Exploring the Unknown with Thomas Dambo’s Wooden Trolls

Danish sculptor and recycled art activist Thomas Dambo invites Denmark residents into nature with ten sculptures hidden across the country. Inspired by childhood fairytales and folklore, Dambo spent six months of his socially distanced summer building colossal wooden trolls in the depths of Denmark’s fertile forests. Ranging from seven to eighteen metres in height, these sculptures are made of recycled and repurposed wood found locally by Dambo and his team. Made with different warm and cool-toned shades of lumber, these sculpted creatures blend seamlessly in their natural environment, serving as the perfect subjects for a nationwide corona-friendly troll hunt. Dambo strategically placed each sculpture in a remote location that is not only difficult to find but allows participants to reconnect with the wilderness rather than with people. 

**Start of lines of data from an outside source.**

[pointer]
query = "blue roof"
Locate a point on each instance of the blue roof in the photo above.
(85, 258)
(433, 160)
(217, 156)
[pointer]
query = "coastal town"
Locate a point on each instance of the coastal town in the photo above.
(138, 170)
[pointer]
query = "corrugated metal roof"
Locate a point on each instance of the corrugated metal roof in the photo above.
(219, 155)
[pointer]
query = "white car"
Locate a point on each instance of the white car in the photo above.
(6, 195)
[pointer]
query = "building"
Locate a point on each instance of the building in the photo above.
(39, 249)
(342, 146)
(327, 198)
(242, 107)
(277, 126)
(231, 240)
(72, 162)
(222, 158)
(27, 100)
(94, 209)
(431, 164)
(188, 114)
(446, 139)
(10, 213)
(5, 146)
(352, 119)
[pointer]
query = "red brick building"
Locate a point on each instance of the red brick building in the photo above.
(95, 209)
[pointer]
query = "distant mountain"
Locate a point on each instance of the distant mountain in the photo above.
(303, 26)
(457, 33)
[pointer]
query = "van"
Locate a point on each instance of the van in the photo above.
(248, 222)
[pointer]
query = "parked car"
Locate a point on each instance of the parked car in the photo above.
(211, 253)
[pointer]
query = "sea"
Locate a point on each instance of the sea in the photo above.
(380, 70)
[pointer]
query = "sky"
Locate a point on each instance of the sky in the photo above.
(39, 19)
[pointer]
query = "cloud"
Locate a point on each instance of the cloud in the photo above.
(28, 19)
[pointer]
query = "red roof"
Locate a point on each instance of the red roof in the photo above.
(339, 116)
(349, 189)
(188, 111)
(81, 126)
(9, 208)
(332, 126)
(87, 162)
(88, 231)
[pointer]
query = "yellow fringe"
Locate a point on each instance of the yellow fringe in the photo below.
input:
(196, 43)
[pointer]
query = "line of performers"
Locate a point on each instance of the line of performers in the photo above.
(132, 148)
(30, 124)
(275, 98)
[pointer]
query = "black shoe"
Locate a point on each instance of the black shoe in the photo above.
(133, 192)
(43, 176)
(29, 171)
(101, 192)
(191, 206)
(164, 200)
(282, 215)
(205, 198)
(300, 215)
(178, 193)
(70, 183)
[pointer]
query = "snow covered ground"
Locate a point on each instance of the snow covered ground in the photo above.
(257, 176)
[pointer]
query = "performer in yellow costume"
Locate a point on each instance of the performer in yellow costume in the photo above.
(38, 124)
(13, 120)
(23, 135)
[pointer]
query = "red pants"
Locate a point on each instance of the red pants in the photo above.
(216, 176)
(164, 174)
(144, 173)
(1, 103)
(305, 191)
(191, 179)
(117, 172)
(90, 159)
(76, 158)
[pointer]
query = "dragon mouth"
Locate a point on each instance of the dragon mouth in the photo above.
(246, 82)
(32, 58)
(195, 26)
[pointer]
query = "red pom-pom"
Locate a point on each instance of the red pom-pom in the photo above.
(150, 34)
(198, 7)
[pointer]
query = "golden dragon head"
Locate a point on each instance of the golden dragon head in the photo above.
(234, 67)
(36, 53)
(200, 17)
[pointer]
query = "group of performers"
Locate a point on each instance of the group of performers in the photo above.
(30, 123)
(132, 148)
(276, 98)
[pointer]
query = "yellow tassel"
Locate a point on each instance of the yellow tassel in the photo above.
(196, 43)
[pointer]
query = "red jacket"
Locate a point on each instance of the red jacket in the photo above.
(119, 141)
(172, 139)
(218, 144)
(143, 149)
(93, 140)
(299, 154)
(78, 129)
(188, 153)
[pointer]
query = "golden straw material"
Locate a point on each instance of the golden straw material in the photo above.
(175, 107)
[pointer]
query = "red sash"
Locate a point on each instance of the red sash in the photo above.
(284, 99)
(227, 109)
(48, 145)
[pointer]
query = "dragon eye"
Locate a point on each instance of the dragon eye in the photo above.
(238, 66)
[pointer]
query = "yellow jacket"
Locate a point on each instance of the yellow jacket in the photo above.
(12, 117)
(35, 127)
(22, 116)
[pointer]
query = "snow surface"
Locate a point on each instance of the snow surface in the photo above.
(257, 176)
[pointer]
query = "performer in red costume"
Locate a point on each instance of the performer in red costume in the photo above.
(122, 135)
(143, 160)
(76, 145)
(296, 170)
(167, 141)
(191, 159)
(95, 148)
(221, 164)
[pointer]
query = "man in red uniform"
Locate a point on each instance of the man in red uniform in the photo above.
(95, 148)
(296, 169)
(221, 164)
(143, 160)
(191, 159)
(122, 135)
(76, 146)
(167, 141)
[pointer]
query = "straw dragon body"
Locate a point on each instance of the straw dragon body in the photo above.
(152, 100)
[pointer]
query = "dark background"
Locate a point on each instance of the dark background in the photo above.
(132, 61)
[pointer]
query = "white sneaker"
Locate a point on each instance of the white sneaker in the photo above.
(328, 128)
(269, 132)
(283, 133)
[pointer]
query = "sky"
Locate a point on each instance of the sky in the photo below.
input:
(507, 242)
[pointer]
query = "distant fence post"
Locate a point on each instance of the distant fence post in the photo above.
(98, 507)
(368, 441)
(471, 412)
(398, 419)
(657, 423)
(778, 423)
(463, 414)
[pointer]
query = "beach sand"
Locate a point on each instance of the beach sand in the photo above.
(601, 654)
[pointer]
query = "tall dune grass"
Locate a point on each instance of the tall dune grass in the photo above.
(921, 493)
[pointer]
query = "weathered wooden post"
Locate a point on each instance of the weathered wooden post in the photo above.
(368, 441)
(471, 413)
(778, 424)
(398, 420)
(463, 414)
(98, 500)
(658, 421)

As a symbol for exploring the unknown, trolls are a prevalent creature in Scandinavian folklore. Said to live far away from human activity in mountains and caves, trolls are solitary beings that perfectly echo the lonely sentiments many have been feeling during the pandemic. Dambo draws from these fairytales in order to rekindle a sense of adventure and community in Denmark for young and old audiences alike. These sculptures are built in a way where travellers can climb on and interact with the trolls while wildlife can grow to embellish it with entangled roots and flowering shrubs, ultimately nurturing a harmonious relationship between people and the environment.

This is not the first troll hunt that Dambo has orchestrated. These mythical giants are clustered across the globe in Denmark, Belgium, South Korea, China, and the US. With a digital treasure map and poems engraved in stones near each sculpture, Dambo’s installations begin as enjoyable activities and end with a new understanding of the beauty in nature and the role sustainability plays in preserving it.